We will consider only what is implied by a sentence as part of its truth conditions and not further information that may be implicated as conditions for appropriate assertion beyond the requirements for truth. A false implicature will make a sentence misleading but may leave it true. One indication of this sort of case is a yes-but answer to the yes-no question corresponding to the sentence.
Indexicality means that the propositions expressed by sentences—and thus their deductive properties and relations—can depend on the contexts in which they are used. It would be possible to compare sentences only when each was associated with a specified (but perhaps different) context—such sentences-in-context are sometimes called statements. However, we will compare sentences only within a single context of use and consider only properties and relations of sentences that hold no matter what that context is. As with implicature and presupposition, accommodating sentences to the rules governing indexical phenomena provides a way of extracting information that goes beyond entailment.
Vagueness poses problems analogous to those posed by indexicality and presupposition.
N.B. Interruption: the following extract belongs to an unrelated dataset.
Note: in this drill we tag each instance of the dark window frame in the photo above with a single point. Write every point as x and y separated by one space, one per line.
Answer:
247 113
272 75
As with indexicality, we will assume a context of use; and, as with presupposition, we will assume supplementary specifications of truth value (in this case precise delineations of the boundaries of vague terms).
Since a semantic presupposition is something that must hold in order for a sentence to have a truth value at all, sentences with non-tautologous presuppositions can fail to have truth values. The pervasiveness of definite descriptions—which can fail to refer to anything if the facts are not right—makes it hard to simply ignore sentences with non-trivial presuppositions, so we will assume that something is added to insure they always have truth values.